Boni membantah hal tersebut dan mengatakan bahwa ia sedang menderita sakit Hipokalsemia.
Lalu apa sebenarnya Hipokalemia?
Hipokalemia adalah kadar kalium yang rendah dalam darah. Secara medis dikenal sebagai suatu keadaan dimana konsentrasi kalium dalam darah kurang dari 3.8 mEq/L darah.
Baca: Boni Hargens Siap Dites Urine Jawab Tuduhan Sakau Karena Pakai Narkoba Saat Talkshow di TV One
Hipokalemia dapat timbul akibat kurangnya asupan kalium melalui makanan, kehilangan kalium melalui gangguan saluran cerna atau kulit, atau akibat redistribusi kalium ekstraselular ke dalam cairan intraselular.
Dijelaskan hipokalemia yang lebih berat (kurang dari 3 mEq/L darah) bisa menyebabkan kelemahan otot, kejang otot dan bahkan kelumpuhan.

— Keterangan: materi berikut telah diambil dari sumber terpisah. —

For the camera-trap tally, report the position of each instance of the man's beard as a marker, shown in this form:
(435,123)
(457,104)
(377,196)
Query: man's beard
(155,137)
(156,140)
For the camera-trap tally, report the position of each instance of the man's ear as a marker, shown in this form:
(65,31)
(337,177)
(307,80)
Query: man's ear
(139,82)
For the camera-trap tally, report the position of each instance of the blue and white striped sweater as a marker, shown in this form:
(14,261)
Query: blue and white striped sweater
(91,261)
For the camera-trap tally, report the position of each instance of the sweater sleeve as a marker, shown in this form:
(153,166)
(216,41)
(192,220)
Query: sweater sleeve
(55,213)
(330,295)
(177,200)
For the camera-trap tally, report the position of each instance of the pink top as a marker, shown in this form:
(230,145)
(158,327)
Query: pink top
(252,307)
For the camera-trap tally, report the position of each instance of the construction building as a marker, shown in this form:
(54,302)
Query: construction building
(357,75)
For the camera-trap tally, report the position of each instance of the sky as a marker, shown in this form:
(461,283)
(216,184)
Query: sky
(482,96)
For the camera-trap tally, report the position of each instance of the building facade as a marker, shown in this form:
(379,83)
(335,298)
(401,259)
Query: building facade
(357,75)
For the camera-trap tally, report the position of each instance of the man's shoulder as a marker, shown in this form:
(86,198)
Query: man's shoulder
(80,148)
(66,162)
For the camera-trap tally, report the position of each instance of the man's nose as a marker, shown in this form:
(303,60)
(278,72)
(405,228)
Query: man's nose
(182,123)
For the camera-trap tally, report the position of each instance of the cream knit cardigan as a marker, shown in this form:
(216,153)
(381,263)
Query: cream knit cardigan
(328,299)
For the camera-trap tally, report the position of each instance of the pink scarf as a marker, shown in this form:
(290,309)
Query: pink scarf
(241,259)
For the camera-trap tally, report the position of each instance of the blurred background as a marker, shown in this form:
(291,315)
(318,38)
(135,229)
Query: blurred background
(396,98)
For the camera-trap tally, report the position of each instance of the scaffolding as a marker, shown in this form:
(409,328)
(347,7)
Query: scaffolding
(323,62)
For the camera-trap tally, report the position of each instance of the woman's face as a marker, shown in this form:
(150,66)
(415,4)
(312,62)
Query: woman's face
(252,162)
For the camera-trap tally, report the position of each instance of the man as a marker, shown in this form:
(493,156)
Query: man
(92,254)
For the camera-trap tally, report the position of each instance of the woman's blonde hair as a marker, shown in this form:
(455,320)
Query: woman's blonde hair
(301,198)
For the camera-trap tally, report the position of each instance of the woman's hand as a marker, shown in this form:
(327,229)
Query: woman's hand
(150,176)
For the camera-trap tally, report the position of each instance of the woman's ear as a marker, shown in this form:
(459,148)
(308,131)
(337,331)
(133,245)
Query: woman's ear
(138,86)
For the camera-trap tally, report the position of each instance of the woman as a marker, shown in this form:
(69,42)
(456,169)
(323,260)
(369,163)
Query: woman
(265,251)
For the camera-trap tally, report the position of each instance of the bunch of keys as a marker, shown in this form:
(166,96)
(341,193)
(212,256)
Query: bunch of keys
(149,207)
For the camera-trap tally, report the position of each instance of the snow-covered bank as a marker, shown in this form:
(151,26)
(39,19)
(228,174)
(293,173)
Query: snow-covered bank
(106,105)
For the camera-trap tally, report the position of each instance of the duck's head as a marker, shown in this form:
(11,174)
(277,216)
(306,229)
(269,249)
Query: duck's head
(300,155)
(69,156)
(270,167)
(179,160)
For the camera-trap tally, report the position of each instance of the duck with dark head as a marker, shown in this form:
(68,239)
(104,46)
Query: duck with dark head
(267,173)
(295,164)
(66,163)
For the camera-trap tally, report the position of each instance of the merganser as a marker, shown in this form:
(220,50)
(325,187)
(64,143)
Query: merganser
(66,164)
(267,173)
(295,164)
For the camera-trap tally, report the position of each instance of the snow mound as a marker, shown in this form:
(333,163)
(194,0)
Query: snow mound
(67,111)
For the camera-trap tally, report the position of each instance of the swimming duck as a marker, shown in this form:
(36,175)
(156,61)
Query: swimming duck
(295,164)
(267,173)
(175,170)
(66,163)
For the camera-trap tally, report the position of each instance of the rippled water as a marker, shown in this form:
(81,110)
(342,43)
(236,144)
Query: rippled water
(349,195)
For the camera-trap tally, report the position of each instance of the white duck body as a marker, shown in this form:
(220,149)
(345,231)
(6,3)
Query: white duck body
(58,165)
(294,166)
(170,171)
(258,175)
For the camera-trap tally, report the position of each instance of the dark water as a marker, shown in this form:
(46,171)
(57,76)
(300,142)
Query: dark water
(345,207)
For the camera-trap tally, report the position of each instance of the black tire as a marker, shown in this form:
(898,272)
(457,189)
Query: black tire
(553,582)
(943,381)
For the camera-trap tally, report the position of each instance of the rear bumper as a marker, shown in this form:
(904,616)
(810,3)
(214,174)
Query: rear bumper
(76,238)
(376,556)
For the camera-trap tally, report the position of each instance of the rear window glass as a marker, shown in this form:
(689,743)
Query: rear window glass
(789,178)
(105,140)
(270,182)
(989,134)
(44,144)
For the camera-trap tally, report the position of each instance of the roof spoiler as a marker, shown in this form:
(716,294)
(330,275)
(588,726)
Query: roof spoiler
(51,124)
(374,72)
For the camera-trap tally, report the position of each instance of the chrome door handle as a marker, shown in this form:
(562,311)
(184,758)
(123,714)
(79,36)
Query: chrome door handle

Irama jantung menjadi tidak normal, terutama pada penderita penyakit jantung.
Hipokalemia pada umumnya terjadi karena deplesi kalium akibat kehilangan kalium dari usus atau urin.
Hipokalemia karena penggunaan obat-obatan seperti diuretik dan kehilangan akibat diare atau muntah paling sering terjadi dalam praktek sehari-hari.
KOMPAS Health tanggal 10 Februari 204 lalu pernah mengutip penjelasan Spesialis penyakit dalam dan pakar kesehatan pencernaan dari FKUI-RSCM, Ari Fahrial Syam, bahwa, lemas merupakan tanda awal seseorang terkena hipokalemia.
“Tubuh yang lemah dan lemas, misalnya tidak kuat mengangkat kaki seperti lumpuh, bisa menjadi gejala seseorang terkena hipokalemia.”
“Gangguan ini tidak boleh diabaikan, karena kalium menentukan kerja otot jantung. Otot jantung jantung yang lemah bisa diterka lewat perubahan iramanya,” ujar Ari seperti dikutip dari KOMPAS Health.
Perubahan irama jantung yang dibiarkan tentu akan berdampak buruk pada kesehatan pasien.
Kalium merupakan komponen utama elektrolit yang menentukan keseimbangan kerja dalam tubuh. Zat ini dibutuhkan sebanyak 3,5-5,5 mEq per liter dalam darah. Kalium bisa ditemukan dalam berbagai jenis makanan misalnya sehari-hari, misalnya buah pisang.
Hipokalemia diakibatkan berkurangnya cairan dalam jumlah besar dari dalam tubuh. Pengeluaran ini bisa lewat muntah, diare, atau penggunaan obat pencahar.
“Yang patut diperhatikan, hipokalemia biasanya dialami pasien dengan gangguan ginjal. Ginjal yang baik bisa menahan kalium, sehingga tidak keluar bersama urine. Pengeluaran kalium lewat urine yang terlalu besar mengindikasikan kondisi ginjal yang buruk,” ujar Ari.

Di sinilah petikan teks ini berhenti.